Fiat Chrysler retire son offre de fusion avec Renault

Fiat juge qu’il ne serait pas parvenu à obtenir un accord du gouvernement français pour la fusion.
Photo: Gene J. Puskar Associated Press Fiat juge qu’il ne serait pas parvenu à obtenir un accord du gouvernement français pour la fusion.

Le constructeur automobile italo-américain Fiat Chrysler (FCA) a confirmé jeudi qu’il retirait son offre de fusion avec Renault, jugeant qu’il ne parviendrait pas à obtenir un accord du gouvernement français.

Fiat Chrysler « reste fermement convaincu » de l’intérêt de son offre, mais « les conditions politiques ne sont actuellement pas réunies en France pour mener à bien un tel rapprochement », estime le constructeur dans un communiqué.

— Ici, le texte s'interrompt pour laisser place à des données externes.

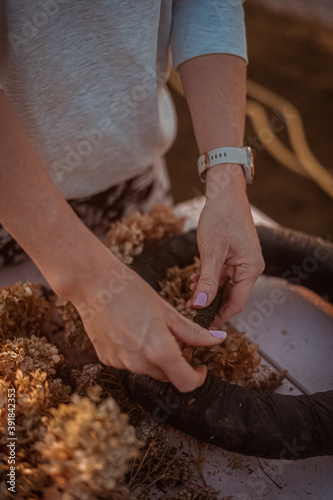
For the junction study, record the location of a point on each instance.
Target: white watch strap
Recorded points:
(241, 156)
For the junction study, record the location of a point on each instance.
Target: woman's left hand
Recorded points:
(228, 244)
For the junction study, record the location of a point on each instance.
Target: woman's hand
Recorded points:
(132, 327)
(228, 243)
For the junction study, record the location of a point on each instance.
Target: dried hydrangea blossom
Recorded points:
(158, 464)
(23, 311)
(175, 288)
(28, 354)
(87, 448)
(194, 491)
(32, 402)
(72, 323)
(126, 237)
(235, 360)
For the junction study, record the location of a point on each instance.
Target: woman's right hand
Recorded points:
(132, 327)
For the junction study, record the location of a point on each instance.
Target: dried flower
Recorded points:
(28, 354)
(126, 238)
(23, 311)
(175, 288)
(235, 360)
(157, 464)
(87, 448)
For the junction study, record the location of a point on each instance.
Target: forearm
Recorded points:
(35, 213)
(215, 89)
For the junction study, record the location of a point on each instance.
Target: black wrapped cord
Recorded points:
(236, 418)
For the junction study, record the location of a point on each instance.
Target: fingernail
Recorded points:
(219, 334)
(201, 299)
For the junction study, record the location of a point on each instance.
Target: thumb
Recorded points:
(194, 334)
(208, 284)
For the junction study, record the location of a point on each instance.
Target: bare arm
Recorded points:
(215, 88)
(121, 313)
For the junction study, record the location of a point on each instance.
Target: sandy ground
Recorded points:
(292, 56)
(322, 10)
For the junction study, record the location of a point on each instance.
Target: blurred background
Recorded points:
(290, 49)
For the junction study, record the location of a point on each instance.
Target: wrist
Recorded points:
(225, 179)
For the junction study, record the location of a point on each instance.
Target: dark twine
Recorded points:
(206, 315)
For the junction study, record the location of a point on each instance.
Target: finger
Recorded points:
(195, 277)
(237, 295)
(136, 365)
(193, 334)
(183, 376)
(211, 266)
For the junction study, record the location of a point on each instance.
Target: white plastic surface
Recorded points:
(295, 334)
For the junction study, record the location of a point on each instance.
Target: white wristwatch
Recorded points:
(242, 156)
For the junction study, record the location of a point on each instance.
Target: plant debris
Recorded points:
(76, 442)
(23, 311)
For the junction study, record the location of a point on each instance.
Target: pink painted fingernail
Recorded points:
(201, 299)
(219, 334)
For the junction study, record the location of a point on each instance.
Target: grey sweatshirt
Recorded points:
(88, 79)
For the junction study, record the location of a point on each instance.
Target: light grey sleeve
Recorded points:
(212, 26)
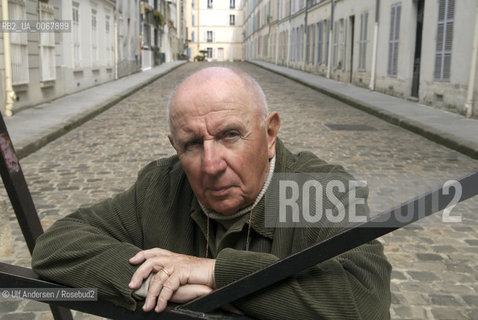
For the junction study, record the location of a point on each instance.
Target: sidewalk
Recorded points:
(446, 128)
(33, 128)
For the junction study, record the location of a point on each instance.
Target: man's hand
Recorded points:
(176, 277)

Renault avait annoncé un peu plus tôt que son conseil d’administration, réuni pour la deuxième journée consécutive pour étudier cette proposition, n’avait pas pris de décision, à la demande de l’État français, actionnaire à 15 %.

Nissan dans la balance

Le ministre de l’Économie, Bruno Le Maire, « a fait savoir qu’il voulait un conseil?[d’administration]?mardi [prochain] après son voyage au Japon » prévu en fin de semaine, avait expliqué une source proche de Renault. Le ministre souhaitait s’entretenir au préalable avec son homologue japonais.

Le gouvernement avait mis en garde contre « toute précipitation » concernant ce projet de fusion à 50-50.

Lors du vote au sein du conseil d’administration mercredi soir, « tous les administrateurs étaient pour, à part un représentant des salariés affilié à la CGT et les deux représentants de Nissan qui se sont abstenus, comme prévu », a ajouté cette source proche du constructeur.

Les deux administrateurs nommés par Nissan ont cependant demandé « à ce que soit écrit dans le PV le fait qu’ils diraient « oui » avec un peu plus de temps ».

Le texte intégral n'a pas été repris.